Revista Crítica do Cinema

Ano 01, num. 01, Dezembro de 2006

4 de set. de 2010

Cinema Black ou Baxploitation

Cinema Black ou Baxploitation


Nildo Viana


O documentário Baadasssss Cinema (Isaac Julien, EUA, 2002), retrata o fenômeno do cinema "negro" (black ao invés de noir, os filmes de gangsters em vigência nos anos 1930 nos EUA), também chamado baxploitation, que surgiu nos anos 1970. Para quem tem acesso ao TCM, canal pago, às sextas do mês de setembro poderá ver alguns dos filmes deste período. Filmes como Shaft (1971); O Chefão de Nova York (Black Caesar, 1973), entre outros que serão exibidos [1].

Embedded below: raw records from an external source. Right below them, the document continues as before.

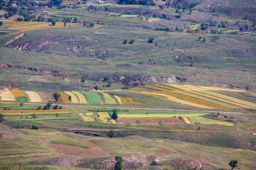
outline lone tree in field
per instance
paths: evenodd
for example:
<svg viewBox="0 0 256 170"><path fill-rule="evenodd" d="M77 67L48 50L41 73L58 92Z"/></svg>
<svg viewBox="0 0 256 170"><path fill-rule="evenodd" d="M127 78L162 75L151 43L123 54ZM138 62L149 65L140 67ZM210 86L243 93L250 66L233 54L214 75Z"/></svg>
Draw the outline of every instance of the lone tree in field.
<svg viewBox="0 0 256 170"><path fill-rule="evenodd" d="M148 38L148 42L149 43L152 43L153 42L154 40L155 40L155 38L154 37L150 37L150 38Z"/></svg>
<svg viewBox="0 0 256 170"><path fill-rule="evenodd" d="M116 120L118 118L117 115L118 113L118 110L117 109L113 109L111 110L112 114L111 115L111 118L114 120Z"/></svg>
<svg viewBox="0 0 256 170"><path fill-rule="evenodd" d="M36 130L38 130L39 126L38 125L32 125L32 127L31 128L31 129L36 129Z"/></svg>
<svg viewBox="0 0 256 170"><path fill-rule="evenodd" d="M231 160L229 163L229 165L230 166L230 167L232 168L231 170L233 170L234 168L235 168L238 166L238 161L236 160Z"/></svg>
<svg viewBox="0 0 256 170"><path fill-rule="evenodd" d="M0 122L3 121L3 114L0 113Z"/></svg>
<svg viewBox="0 0 256 170"><path fill-rule="evenodd" d="M58 102L58 100L60 99L61 94L60 92L55 92L54 94L54 97L56 100L56 102Z"/></svg>
<svg viewBox="0 0 256 170"><path fill-rule="evenodd" d="M124 165L121 163L124 160L121 156L116 156L115 159L117 161L117 162L115 164L114 170L122 170L124 168Z"/></svg>
<svg viewBox="0 0 256 170"><path fill-rule="evenodd" d="M160 8L160 9L164 9L165 8L165 4L162 4L158 5L158 7Z"/></svg>
<svg viewBox="0 0 256 170"><path fill-rule="evenodd" d="M131 41L130 42L131 42L131 44L133 44L133 43L134 43L135 42L135 40L134 39L132 39L132 38L130 39L130 41Z"/></svg>

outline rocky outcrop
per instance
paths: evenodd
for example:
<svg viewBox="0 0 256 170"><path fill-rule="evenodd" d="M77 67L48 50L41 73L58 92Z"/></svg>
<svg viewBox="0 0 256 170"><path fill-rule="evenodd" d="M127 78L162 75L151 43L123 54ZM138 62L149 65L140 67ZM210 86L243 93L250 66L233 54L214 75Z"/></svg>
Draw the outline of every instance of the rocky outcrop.
<svg viewBox="0 0 256 170"><path fill-rule="evenodd" d="M4 67L8 68L13 68L16 69L24 69L25 70L31 70L36 72L43 72L46 74L52 74L58 76L64 76L66 77L74 77L73 76L69 74L69 73L66 73L63 71L57 71L57 70L53 70L46 69L39 69L34 68L31 68L29 67L24 67L18 65L12 65L9 64L0 64L0 67Z"/></svg>

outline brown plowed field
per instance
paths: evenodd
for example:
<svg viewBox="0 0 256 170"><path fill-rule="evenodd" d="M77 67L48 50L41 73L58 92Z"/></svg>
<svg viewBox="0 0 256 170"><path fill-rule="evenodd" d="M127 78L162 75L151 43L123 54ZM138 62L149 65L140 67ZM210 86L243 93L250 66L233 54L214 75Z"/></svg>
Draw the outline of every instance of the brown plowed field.
<svg viewBox="0 0 256 170"><path fill-rule="evenodd" d="M49 110L0 110L1 113L43 113L50 112L65 112L68 111L67 109L49 109Z"/></svg>
<svg viewBox="0 0 256 170"><path fill-rule="evenodd" d="M89 141L88 141L85 144L92 148L90 149L82 148L77 146L53 144L46 139L42 140L47 146L53 148L55 152L58 153L87 158L104 156L108 154L100 146Z"/></svg>

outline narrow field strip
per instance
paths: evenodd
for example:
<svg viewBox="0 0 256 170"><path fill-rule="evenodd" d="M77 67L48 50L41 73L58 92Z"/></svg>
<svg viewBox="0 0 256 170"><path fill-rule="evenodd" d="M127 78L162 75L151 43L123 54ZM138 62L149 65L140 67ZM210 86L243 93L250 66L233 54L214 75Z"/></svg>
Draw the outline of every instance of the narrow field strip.
<svg viewBox="0 0 256 170"><path fill-rule="evenodd" d="M115 98L116 99L117 99L117 100L118 102L119 103L119 104L124 104L123 102L122 102L122 100L121 99L121 98L120 97L119 97L119 96L114 95L114 97L115 97Z"/></svg>
<svg viewBox="0 0 256 170"><path fill-rule="evenodd" d="M101 104L101 101L100 96L95 93L78 91L79 92L85 94L89 100L90 104Z"/></svg>
<svg viewBox="0 0 256 170"><path fill-rule="evenodd" d="M16 101L15 97L8 88L0 90L0 97L2 101Z"/></svg>
<svg viewBox="0 0 256 170"><path fill-rule="evenodd" d="M167 94L157 94L157 93L150 93L150 92L146 92L146 93L150 93L150 94L153 94L161 95L162 95L163 96L166 97L167 99L168 99L170 101L179 103L181 103L181 104L188 104L188 105L190 105L196 106L196 107L200 107L200 108L202 108L214 109L213 108L211 107L208 107L208 106L204 106L204 105L202 105L201 104L195 103L194 102L188 102L188 101L185 101L184 100L179 99L179 98L177 98L175 97L173 97L173 96L171 96L167 95Z"/></svg>
<svg viewBox="0 0 256 170"><path fill-rule="evenodd" d="M157 129L151 128L144 128L135 127L129 127L130 128L134 128L138 130L151 130L151 131L171 131L171 132L213 132L213 133L237 133L236 132L225 132L225 131L217 131L211 130L168 130L168 129Z"/></svg>
<svg viewBox="0 0 256 170"><path fill-rule="evenodd" d="M160 94L167 94L173 97L182 99L184 101L189 102L192 103L200 104L201 105L206 107L210 107L212 108L216 109L229 109L228 107L220 106L216 104L214 104L202 99L200 99L195 97L189 96L188 95L178 93L174 93L174 91L172 92L154 92L154 93L159 93Z"/></svg>
<svg viewBox="0 0 256 170"><path fill-rule="evenodd" d="M241 107L246 108L247 107L248 107L247 106L242 104L238 103L237 103L237 102L233 102L230 101L229 101L229 100L227 100L223 99L221 98L219 98L218 96L213 96L213 95L208 95L207 94L203 93L203 92L195 92L195 91L188 91L187 92L191 92L191 93L194 93L194 94L200 94L200 95L202 95L203 96L206 96L206 97L209 97L209 98L210 98L218 100L219 101L222 101L222 102L227 102L227 103L230 103L231 104L238 106L240 106L240 107Z"/></svg>
<svg viewBox="0 0 256 170"><path fill-rule="evenodd" d="M71 96L71 103L79 103L79 101L78 101L78 99L76 97L76 95L73 93L72 92L67 92L65 91L64 92L64 93L67 94L68 95L70 95Z"/></svg>
<svg viewBox="0 0 256 170"><path fill-rule="evenodd" d="M66 118L36 118L36 119L15 119L14 120L17 121L38 121L38 120L65 120L65 119L78 119L77 117L74 116L72 117Z"/></svg>
<svg viewBox="0 0 256 170"><path fill-rule="evenodd" d="M127 100L127 99L125 97L120 97L120 98L121 98L121 99L122 99L122 101L123 101L123 103L124 104L130 104L129 102L128 102L128 101Z"/></svg>
<svg viewBox="0 0 256 170"><path fill-rule="evenodd" d="M151 94L146 93L146 92L140 92L140 91L138 91L134 90L131 90L131 89L126 90L125 91L125 92L129 92L136 93L137 93L137 94L144 94L144 95L151 95L151 96L154 96L154 97L156 97L156 98L159 98L159 99L163 99L163 100L165 100L165 98L164 98L164 97L163 97L162 96L160 96L159 95Z"/></svg>
<svg viewBox="0 0 256 170"><path fill-rule="evenodd" d="M60 111L60 112L35 112L35 113L2 113L4 115L30 115L32 114L36 113L36 114L69 114L69 113L73 113L72 111Z"/></svg>
<svg viewBox="0 0 256 170"><path fill-rule="evenodd" d="M195 123L198 122L205 125L219 125L227 126L234 126L234 124L230 122L216 120L200 117L191 117L189 118L189 119L194 125L195 125Z"/></svg>
<svg viewBox="0 0 256 170"><path fill-rule="evenodd" d="M186 124L192 124L192 122L189 120L188 118L187 117L183 117L183 119L184 119L184 121L185 121L185 122L186 122Z"/></svg>
<svg viewBox="0 0 256 170"><path fill-rule="evenodd" d="M80 103L84 103L84 104L87 104L87 100L86 100L86 98L84 96L83 94L82 94L77 92L76 91L72 91L72 93L74 94L75 95L76 95L77 97L78 98L78 99L79 100L79 102Z"/></svg>
<svg viewBox="0 0 256 170"><path fill-rule="evenodd" d="M181 116L192 117L199 116L205 115L205 114L118 114L119 118L174 118Z"/></svg>
<svg viewBox="0 0 256 170"><path fill-rule="evenodd" d="M212 95L216 97L218 97L220 98L230 100L231 101L233 101L235 102L238 102L239 104L243 104L245 105L247 105L252 107L252 108L256 108L256 103L254 103L251 102L244 101L242 100L238 99L238 98L229 96L228 95L222 94L218 93L207 91L207 94L210 95ZM248 106L247 106L248 107Z"/></svg>
<svg viewBox="0 0 256 170"><path fill-rule="evenodd" d="M41 102L42 99L39 95L35 92L27 91L25 92L29 98L30 102Z"/></svg>
<svg viewBox="0 0 256 170"><path fill-rule="evenodd" d="M61 92L61 97L63 99L64 102L65 103L70 103L70 101L68 99L68 97L69 96L67 94Z"/></svg>
<svg viewBox="0 0 256 170"><path fill-rule="evenodd" d="M1 113L40 113L44 112L57 112L68 111L67 109L48 109L48 110L0 110Z"/></svg>
<svg viewBox="0 0 256 170"><path fill-rule="evenodd" d="M210 90L210 91L221 90L221 91L227 91L229 92L247 92L245 90L242 90L229 89L227 89L227 88L225 88L216 87L203 86L200 86L200 85L199 85L198 87L204 88L206 89L206 90Z"/></svg>
<svg viewBox="0 0 256 170"><path fill-rule="evenodd" d="M189 111L119 111L119 114L209 114L203 112Z"/></svg>
<svg viewBox="0 0 256 170"><path fill-rule="evenodd" d="M109 94L106 94L104 92L101 92L103 94L104 98L105 98L105 102L106 104L116 104L116 101L115 99L110 97Z"/></svg>
<svg viewBox="0 0 256 170"><path fill-rule="evenodd" d="M178 93L178 94L182 94L186 95L188 95L188 96L189 96L197 98L198 99L201 99L201 100L203 100L203 101L205 101L209 102L212 103L216 104L218 104L218 105L220 105L220 106L222 106L227 107L229 108L232 108L232 109L238 109L239 108L239 107L236 107L236 106L232 106L232 105L231 105L227 104L226 104L226 103L224 103L219 102L218 102L218 101L214 101L213 100L210 99L208 99L208 98L205 98L205 97L203 97L200 96L199 95L196 95L195 94L192 94L192 93L187 93L187 92L181 91L174 91L174 91L173 91L172 92L174 92L174 93Z"/></svg>
<svg viewBox="0 0 256 170"><path fill-rule="evenodd" d="M84 115L82 113L79 113L79 116L82 118L84 121L86 122L94 122L95 121L95 120L93 118L88 116L84 116Z"/></svg>
<svg viewBox="0 0 256 170"><path fill-rule="evenodd" d="M127 100L128 101L128 102L129 102L130 103L130 104L137 104L137 105L141 105L141 104L141 104L140 102L134 102L132 99L130 97L128 97L127 98Z"/></svg>
<svg viewBox="0 0 256 170"><path fill-rule="evenodd" d="M11 92L12 93L15 97L27 96L25 94L20 90L11 90Z"/></svg>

O significado do que se convencionou chamar baxploitation é confuso. Não é possível qualifícá-lo como um "gênero" e nem mesmo como um "quase gênero". A não ser que se descarte grande parte dos filmes da época. Por exemplo, o foco em sexo e ação (e violência) é o forte de alguns, mas o "terror" (mas pela má qualidade se poderia falar em "humor") fazia parte do período. Assim, se dividir em tendências distintas, é possível ver alguma unidade (além dos personagens, atores, e, em muitos casos, os diretores, serem negros, o que é uma constatação superficial e que não tem utilidade analítica para o conteúdo dos filmes). Caso contrário, dizer que Shaft e Black Caesar poderia ser considerado do mesmo "filão" que Coffy, Black Gestapo, ou, pior ainda, com Blacula (1972), Blakenstein, Dr. Black e Mr. Hide, entre outros (abaixo trailers de alguns destes filmes).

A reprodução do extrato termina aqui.